# Audio features & Genre data from Spotify

In [None]:
# Author: Soumya Sambeet Mohapatra
# Date: 02-04-2022
# Description: Python script to fetch audio features and genre data from Spotify

## Imports

In [None]:
import requests
import base64
import json
import csv

## Authorization

* Authorization process is required to generate the access token which is needed to authenticate API calls
* The Authorization token expires after every hour, so evalute this once every hour to renew the token 

In [None]:
client_id = '' # Enter your client ID here
client_secret = '' # Enter your client Secret here

# Conversion to base64 for requesting authorization token
auth_string = client_id + ':' + client_secret
auth_bytes = auth_string.encode('ascii')
auth_bytes_base64 = base64.b64encode(auth_bytes)
auth_string_base64 = auth_bytes_base64.decode("ascii")

# Requesting access token
url = 'https://accounts.spotify.com/api/token'
body = {'grant_type': 'client_credentials'}
headers = {'Authorization': 'Basic ' + auth_string_base64, 'Content-Type': 'application/x-www-form-urlencoded'}
response = requests.post(url, headers=headers, data=body)
access_token = json.loads(response.text)['access_token']

## API request function

In [None]:
def spotifyAPI(url):
    request_headers = {
        'Content-Type': 'application/json',
        'Authorization': 'Bearer '+ access_token
    }
    response=requests.get(url, headers=request_headers)
    return json.loads(response.text)

## Genre list

* There are 126 genres in Spotify
* However some genres do not contain any tracks for some years

In [None]:
genres = spotifyAPI('https://api.spotify.com/v1/recommendations/available-genre-seeds')['genres']

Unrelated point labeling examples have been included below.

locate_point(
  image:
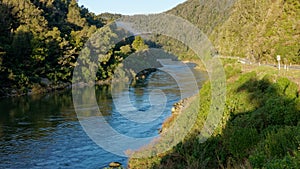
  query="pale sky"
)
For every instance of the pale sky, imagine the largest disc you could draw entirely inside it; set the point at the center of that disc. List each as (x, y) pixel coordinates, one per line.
(129, 7)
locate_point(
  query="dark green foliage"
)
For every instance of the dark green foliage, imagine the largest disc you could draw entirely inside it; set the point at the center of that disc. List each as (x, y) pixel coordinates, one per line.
(43, 39)
(257, 30)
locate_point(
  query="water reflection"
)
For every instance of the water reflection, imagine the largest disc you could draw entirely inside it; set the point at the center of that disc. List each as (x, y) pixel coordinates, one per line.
(42, 131)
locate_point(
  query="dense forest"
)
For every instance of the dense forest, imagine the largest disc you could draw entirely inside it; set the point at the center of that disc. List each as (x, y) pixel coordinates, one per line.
(40, 41)
(257, 30)
(260, 124)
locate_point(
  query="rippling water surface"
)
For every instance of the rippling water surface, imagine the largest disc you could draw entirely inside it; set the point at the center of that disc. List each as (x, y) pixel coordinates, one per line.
(42, 131)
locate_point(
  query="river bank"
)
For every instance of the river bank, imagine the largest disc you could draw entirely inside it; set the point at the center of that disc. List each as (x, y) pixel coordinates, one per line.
(258, 129)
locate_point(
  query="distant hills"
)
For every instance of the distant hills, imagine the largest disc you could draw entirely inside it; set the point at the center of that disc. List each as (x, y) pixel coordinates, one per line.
(257, 30)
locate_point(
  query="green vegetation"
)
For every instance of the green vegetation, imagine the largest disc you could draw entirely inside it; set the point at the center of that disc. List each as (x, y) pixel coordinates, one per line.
(40, 42)
(260, 126)
(257, 30)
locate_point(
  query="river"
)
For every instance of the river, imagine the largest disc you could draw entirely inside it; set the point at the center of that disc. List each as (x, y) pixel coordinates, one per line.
(42, 131)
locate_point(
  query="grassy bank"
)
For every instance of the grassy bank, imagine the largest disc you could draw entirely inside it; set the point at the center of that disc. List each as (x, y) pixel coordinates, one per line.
(260, 127)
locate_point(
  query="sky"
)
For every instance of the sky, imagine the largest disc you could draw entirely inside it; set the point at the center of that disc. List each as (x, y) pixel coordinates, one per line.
(129, 7)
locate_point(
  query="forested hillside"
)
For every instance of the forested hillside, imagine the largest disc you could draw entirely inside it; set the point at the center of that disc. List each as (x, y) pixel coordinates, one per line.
(257, 30)
(40, 41)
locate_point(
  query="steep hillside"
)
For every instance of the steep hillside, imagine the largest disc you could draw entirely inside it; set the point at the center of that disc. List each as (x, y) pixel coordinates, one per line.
(258, 30)
(40, 41)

## Fetch genre and audio features data

* Audio feature data is fetched for each of the 126 categories
* The year is set manually due to API rate limit
* For a particular year, this block of code fetches the audio feature data for a maximum of 6300 tracks

In [None]:
year = '2022' # Setting manually due to API rate limit
genre_data = []
for genre in genres:
    search_url = 'https://api.spotify.com/v1/search?type=track&q=year:'+ year + '%20genre:"' + genre + '"&limit=50'
    search_response = spotifyAPI(search_url)
    track_ids = "%2C".join([track['id'] for track in search_response['tracks']['items']])
    if(track_ids != ''):
        features_url = 'https://api.spotify.com/v1/audio-features?ids=' + track_ids
        features_response = spotifyAPI(features_url)
        for track in features_response['audio_features']:
            track['year'] = year
            track['genre'] = genre
            genre_data.append(track)
    else:
        print('\x1b[31mError! No tracks found for genre ' + genre + ' in year ' + year )

## CSV Import

In [None]:
keys = genre_data[0].keys()
with open('data/csv/genre_data_' + year + '.csv', 'w') as csv_file:
    csvwriter = csv.DictWriter(csv_file, keys)
    csvwriter.writeheader()
    csvwriter.writerows(genre_data)

## JSON Import

In [None]:
with open('data/json/genre_data_' + year + '.json', 'w') as json_file:
    json.dump(genre_data, json_file)